Gibson's prose is elegant and clear and his book is, by far, the best introduction to Fanon's life and work. But it does much more than this. Gibson explains Fanon's theorization of racism and anti-racism through existential and pyschoanalytic theory, his exploration of the promises and dangers of both Negritude and nationalist resistance to colonialism and his thinking about intellectuals, nationalism and humanism. In each case Gibson is able to draw on an understated but expert knowledge of the philosophical and historical contexts in which Fanon wrote as well as the realities of contemporary Africa. The key idea that runs throughout the book is that of the dialectic. Gibson argues, persuasively, that there is an `unstable, critical, and creative element' at the heart of Fanon's thought that seeks to move through apparently `absolute, irreconcilable contradictions' by working in a critical and actional mode for reciprocal and critical agency in the `fluctuating movement' of the objectified towards humanity. This kind of analysis is what we would expect from any responsible engagement with Fanon's work and Gibson develops it very well. But he goes further and makes an original and significant contribution to thinking about Fanon by showing that for Fanon this kind of progress requires the development of a fighting culture.
Gibson works with this idea throughout his book but deals with it most explicitly in a chapter on Fanon's theorization of the lived experience of resistance in the Algerian revolution. Gibson shows that for Fanon military strategies must be subordinated to the political task of bringing into being a `whole universe of resistances'. In Mexico the Zapatista army uses its guns only to create the space for politics and in Durban the movements against disconnections and evictions use their legal arsenal in the same way. In each case the refusal of an elite politics is premised on the desire to develop radically democratic alternatives that are just too large, too multiple and too immediate to be co-opted or mediated. Gibson goes on to show that for Fanon this process requires a constant defense of imagination and creation of the spaces and attitudes necessary for self-creating cultural regeneration. Gibson also explores, in illuminating depth, how Fanon sees the openness, fluidity and instability of this kind of social movement as the key to transcending the Manichean binaries of both colonialism and many responses to it. So for example if colonialism employs its medical technologies in its project of domination the colonized will often develop a deep suspicion of these technologies. But when, in Fanon's words, the doctor is `sleeping on the ground with the men and women of the mechatas, living the drama of the people' then, in Gibson's words `lived experience...liberates and transgresses the restrictive physical and mental boundaries of the colonial...order.'
State seeks to mobilize particular nationalist discourses to produce good citizens - citizens who only take what they can afford and are obedient and docile in the face of the systematic and often violent exclusion of the poor from the means to life. Citizens, who, in other words, wait patiently for things to get better while they get worse. The World Bank, and its academics, journalists and NGOs, seek to mobilize a universalizing set of discourses to produce The Poor - a universal category of people
whose material circumstances are a consequence of the venality of other poor people, inefficiencies on the part of the state and the delusion that they are victims of larger structural forces. Overcoming this delusion and developing entrepreneurship and survivalist organizations that offer mutual support are presented as the only grounds for hope. As these ideological pincers close more tightly the courage and imagination recommended by Fanon and very eloquently explored by Nigel Gibson become ever more necessary and generative.

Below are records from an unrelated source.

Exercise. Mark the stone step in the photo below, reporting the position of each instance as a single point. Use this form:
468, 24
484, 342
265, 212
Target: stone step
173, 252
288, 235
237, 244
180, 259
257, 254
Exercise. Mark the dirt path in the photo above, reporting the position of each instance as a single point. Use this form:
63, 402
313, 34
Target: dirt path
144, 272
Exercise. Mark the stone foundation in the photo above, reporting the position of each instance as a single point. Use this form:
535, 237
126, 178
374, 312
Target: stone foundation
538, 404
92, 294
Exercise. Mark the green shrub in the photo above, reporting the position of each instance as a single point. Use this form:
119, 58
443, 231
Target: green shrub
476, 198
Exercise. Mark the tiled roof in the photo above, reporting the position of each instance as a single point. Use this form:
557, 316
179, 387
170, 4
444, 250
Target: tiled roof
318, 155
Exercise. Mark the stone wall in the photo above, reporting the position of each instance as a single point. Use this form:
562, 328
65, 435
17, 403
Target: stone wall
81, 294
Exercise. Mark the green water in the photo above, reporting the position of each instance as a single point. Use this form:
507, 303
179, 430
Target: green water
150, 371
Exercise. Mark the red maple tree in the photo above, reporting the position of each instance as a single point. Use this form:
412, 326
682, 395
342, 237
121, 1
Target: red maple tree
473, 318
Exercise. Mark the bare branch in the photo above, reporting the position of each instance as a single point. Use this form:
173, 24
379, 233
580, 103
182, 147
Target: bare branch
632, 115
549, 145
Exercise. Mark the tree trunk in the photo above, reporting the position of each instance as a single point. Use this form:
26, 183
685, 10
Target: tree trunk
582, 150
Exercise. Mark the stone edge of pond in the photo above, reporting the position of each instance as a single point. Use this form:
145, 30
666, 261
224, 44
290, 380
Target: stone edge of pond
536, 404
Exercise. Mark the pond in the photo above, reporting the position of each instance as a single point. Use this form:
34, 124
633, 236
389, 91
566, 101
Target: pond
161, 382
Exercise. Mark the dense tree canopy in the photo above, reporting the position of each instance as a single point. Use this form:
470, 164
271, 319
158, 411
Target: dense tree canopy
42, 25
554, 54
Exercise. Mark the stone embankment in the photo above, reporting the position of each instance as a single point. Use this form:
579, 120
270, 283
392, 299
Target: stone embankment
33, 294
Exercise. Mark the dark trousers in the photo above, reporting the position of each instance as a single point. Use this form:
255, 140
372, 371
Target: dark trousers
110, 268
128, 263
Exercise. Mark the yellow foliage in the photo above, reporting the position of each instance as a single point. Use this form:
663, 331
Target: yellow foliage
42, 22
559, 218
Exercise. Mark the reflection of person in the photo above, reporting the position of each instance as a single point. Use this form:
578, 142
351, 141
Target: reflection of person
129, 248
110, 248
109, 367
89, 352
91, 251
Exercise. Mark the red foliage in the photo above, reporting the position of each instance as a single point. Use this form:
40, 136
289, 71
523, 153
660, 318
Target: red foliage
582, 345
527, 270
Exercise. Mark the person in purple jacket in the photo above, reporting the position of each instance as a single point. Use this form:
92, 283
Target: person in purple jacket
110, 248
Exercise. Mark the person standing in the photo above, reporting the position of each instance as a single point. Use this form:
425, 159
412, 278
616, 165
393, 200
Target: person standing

Nigel Gibson has made a superb and accessible contribution to the study of Fanon. There is no better introductory text and this book is also essential reading for the serious Fanon scholar. But don't let that rare achievement fool you into assuming that the rest of the titles in Polity's Key Contemporary Thinkers series are of equal value. Valerie Kennedy's book on Edward Said is miserably and irredeemably stunted. So it goes.